I craved for Chai Kueh (菜粿) for long finally made it yesterday. Well, it is widely available here in Penang but I am little picky about this kueh. I like soft but not mushy skin, it also should not be sticking to teeth when chewing.
Thanks to one of my virtual friends shared her recipe with me. My chai kueh did not turn hard after I left them in room temperature several hours. I had that for my breakfast, lunch and dinner! Well, I love all things made with glutinous rice flour, bouncy in the mouth. T did not care much about this type of steamed kueh, he always goes for something fried.
Questioning time, is chai kueh Teochew or Nyonya? Or there is a Nyonya version chai kueh?
Skin - Soo Eng Kee
Filling - My Kitchen
Ingredients (makes 12 pcs):
125g wheat starch aka tung min flour
50g tapioca flour
40g glutinous rice flour
1/4 tsp salt
275ml hot water
1 tbsp vegetable oil
1 medium size jicama, cut into strips
1 small carrot, cut into strips
100g fresh shiitake mushroom, sliced (optional)
2 stalks spring onion, chopped
100g minced pork or chicken, marinate with salt, pepper, sesame oil and corn flour
2 heap tbsp dried shrimps, soaked and drain (reserve the water)
1 bulb shallot, chopped
2 cloves garlic, chopped
1 tbsp cooking oil
1 tbsp oyster sauce
Pepper to taste
Salt to taste
- Filling: Heat oil, add in shallot, garlic and dried shrimp. Saute till fragrant, add in minced meat and stir-fry for 1-2 minutes. Add in jicama, carrot and shiitake, cook till all liquid is evaporated. Then, add about 1 cup of water (including water reserved from soaking dried shrimp) and seasonings. Cover, cook with low heat till all water is evaporated. Stir in spring onion, turn heat off and allow to cook.
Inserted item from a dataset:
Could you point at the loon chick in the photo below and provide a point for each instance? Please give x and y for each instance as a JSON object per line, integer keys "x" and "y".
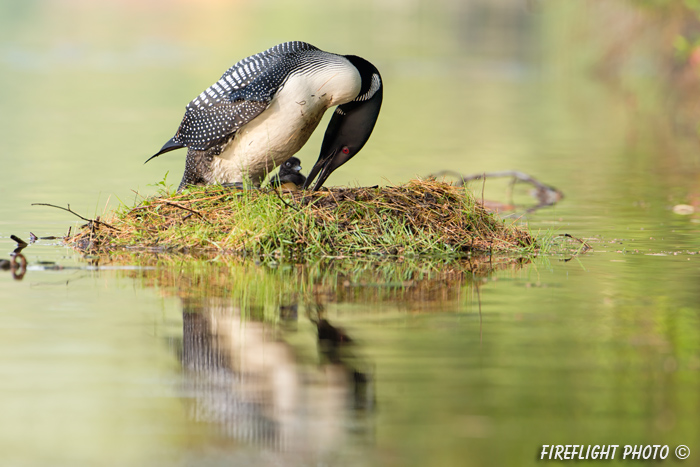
{"x": 290, "y": 172}
{"x": 265, "y": 107}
- Skin: Sift together all flour, make a well in the centre and pour in hot water with salt. Stir with spatula till well combined then knead when it is cooled down to form soft dough. Divide and shape dough into 12 equal portion balls.
- Assemble: Roll out dough, about 1.5mm in thickness, add heap tablespoonful of filling then fold dough over to make semi circle and pinch or pleat edges to seal.
- Arrange dumplings on greased banana leaf (I used multipurpose baking paper), steam in preheated steamer with low/medium heat for 10-12 minutes. Transfer onto a greased (I used sesame oil) serving plate.
- This is similar to Steamed Chive Dumpling but less translucent as it contains glutinous rice flour. This skin recipe can also be used for chive dumpling.
- Jicama and carrot can be shredded but I prefer chopping style as it is crunchier.